A study conducted by Navitas involved gauging the perceptions of agents regarding the qualitative analysis of the immigration and education environment prevalent in top study-abroad destinations. One of the major findings of the research includes the fact that a particular government’s handling of outbreaks and waves of the COVID-19 virus has a limited role to play as a factor in deciding whether a study-abroad destination is open and welcoming.
Quoting Navitas, “For agents, a country’s reputation as being ‘open and welcoming’ is currently more important than its reputation as being ‘safe and stable’ when it comes to its attractiveness as a study destination.”
The survey, however, did find that New Zealand, Canada and Australia are considered to be “safe and stable” compared to the other popular study abroad destinations such as the USA and the UK. This could be primarily due to the rising racial tensions and uncertainty due to rules brought into place by President Trump in the USA, and the Brexit related uncertainties prevalent in the UK.
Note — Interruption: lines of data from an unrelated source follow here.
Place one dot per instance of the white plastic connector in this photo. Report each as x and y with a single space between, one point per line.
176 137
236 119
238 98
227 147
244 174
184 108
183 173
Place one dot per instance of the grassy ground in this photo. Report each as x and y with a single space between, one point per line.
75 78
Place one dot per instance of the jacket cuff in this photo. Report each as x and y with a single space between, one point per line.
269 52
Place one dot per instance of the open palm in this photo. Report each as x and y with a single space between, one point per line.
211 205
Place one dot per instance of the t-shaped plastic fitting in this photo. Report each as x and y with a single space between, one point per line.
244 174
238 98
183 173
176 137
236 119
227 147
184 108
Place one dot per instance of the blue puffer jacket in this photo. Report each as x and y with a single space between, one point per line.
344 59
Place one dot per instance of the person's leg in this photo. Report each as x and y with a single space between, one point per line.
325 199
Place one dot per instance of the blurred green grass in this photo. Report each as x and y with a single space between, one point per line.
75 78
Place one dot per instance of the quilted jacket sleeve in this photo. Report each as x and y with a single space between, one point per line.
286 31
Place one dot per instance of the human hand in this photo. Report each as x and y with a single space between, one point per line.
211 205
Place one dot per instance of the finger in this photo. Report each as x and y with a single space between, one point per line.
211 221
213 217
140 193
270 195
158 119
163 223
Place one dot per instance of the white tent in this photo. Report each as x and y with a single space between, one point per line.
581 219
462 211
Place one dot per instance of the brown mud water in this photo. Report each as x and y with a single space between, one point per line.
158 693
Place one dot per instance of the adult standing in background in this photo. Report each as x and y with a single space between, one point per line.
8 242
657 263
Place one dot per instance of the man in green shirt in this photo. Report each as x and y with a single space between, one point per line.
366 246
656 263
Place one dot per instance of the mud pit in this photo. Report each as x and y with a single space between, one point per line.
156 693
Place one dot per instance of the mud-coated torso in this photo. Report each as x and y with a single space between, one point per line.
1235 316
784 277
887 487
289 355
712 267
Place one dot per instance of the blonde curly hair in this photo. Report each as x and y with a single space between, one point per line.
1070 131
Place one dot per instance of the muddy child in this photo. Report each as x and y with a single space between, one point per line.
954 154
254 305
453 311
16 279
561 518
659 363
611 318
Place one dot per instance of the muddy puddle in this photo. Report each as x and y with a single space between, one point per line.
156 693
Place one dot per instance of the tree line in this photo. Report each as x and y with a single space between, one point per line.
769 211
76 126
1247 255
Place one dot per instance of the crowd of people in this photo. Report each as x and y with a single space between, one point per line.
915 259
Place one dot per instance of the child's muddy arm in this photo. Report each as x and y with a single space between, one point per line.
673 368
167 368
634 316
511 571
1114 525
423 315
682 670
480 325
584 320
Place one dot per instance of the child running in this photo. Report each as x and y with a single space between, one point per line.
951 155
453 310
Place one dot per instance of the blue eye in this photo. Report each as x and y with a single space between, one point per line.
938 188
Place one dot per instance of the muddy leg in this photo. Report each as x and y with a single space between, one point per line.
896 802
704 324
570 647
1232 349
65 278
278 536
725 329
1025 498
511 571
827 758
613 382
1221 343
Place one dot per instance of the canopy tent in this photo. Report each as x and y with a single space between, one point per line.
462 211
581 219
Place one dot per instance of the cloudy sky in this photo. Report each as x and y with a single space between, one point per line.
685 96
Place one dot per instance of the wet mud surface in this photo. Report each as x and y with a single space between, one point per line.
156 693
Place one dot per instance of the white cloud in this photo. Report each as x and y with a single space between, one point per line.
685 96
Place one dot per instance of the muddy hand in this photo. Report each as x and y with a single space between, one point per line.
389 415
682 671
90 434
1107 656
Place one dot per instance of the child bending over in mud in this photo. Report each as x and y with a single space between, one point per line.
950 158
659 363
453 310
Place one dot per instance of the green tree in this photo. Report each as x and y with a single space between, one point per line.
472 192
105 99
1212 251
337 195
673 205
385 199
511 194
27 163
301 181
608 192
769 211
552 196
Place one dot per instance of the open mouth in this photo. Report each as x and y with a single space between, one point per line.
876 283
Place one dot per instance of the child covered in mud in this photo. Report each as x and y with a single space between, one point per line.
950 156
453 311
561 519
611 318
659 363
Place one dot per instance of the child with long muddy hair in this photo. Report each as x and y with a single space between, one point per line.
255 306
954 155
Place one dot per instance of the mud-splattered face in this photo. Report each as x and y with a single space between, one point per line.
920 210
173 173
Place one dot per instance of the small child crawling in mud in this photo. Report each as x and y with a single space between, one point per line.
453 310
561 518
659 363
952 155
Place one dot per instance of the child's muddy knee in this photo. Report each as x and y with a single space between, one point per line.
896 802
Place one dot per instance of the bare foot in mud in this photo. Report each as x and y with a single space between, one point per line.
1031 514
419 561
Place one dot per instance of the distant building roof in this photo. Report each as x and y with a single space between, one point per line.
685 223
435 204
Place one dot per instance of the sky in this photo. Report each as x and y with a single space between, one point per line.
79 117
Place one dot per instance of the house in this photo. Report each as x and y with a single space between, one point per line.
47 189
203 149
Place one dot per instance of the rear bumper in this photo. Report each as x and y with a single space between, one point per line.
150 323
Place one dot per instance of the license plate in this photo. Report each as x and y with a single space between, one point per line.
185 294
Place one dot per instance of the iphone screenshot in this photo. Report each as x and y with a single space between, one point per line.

But, this sentiment is not particularly reflected in the “open and welcoming” gauge, where the UK is said to be much more “open and welcoming” than the three countries mentioned above. While the UK does not rank particularly highly in the ‘safe and stable’ category, it does so in the ‘open and welcoming’ category, particularly because of the large-scale visa changes being brought about by the UK government, which are making it easier for students to eventually gain a permanent residency in the UK after completing certain years in study and work. The new graduate routes and student routes introduced by the UKVI have made the entire process much more streamlined and accessible.
Moreover, there are a lot of hopes riding on the inoculation programme that has commenced in the UK, one of the first countries to license a vaccine for public use against COVID-19. While results remain to be seen, the widespread administration of the vaccine suggests that future cases will subside, and this may mean a return to normalcy for people currently in the UK.
Benjamin Mueller wrote in the New York Times, along the same lines,” For the first recipients, among them older Britons and hundreds of doctors and nurses who pulled the National Health Service through the pandemic, the shots offered a glimpse at life after Covid-19, replete with plans for rescheduled wedding anniversaries and bus trips to the seaside.”
Therefore, agents may further turn their gaze towards the UK as a safe and stable study abroad destination, in line with its early rollout of a COVID-19 vaccination programme. While it is quite early to make any deductions, increased international student mobility will give a significant boost to the UK economy, which is bracing the impact of the Brexit procedure, due to be finalized by the end of this year.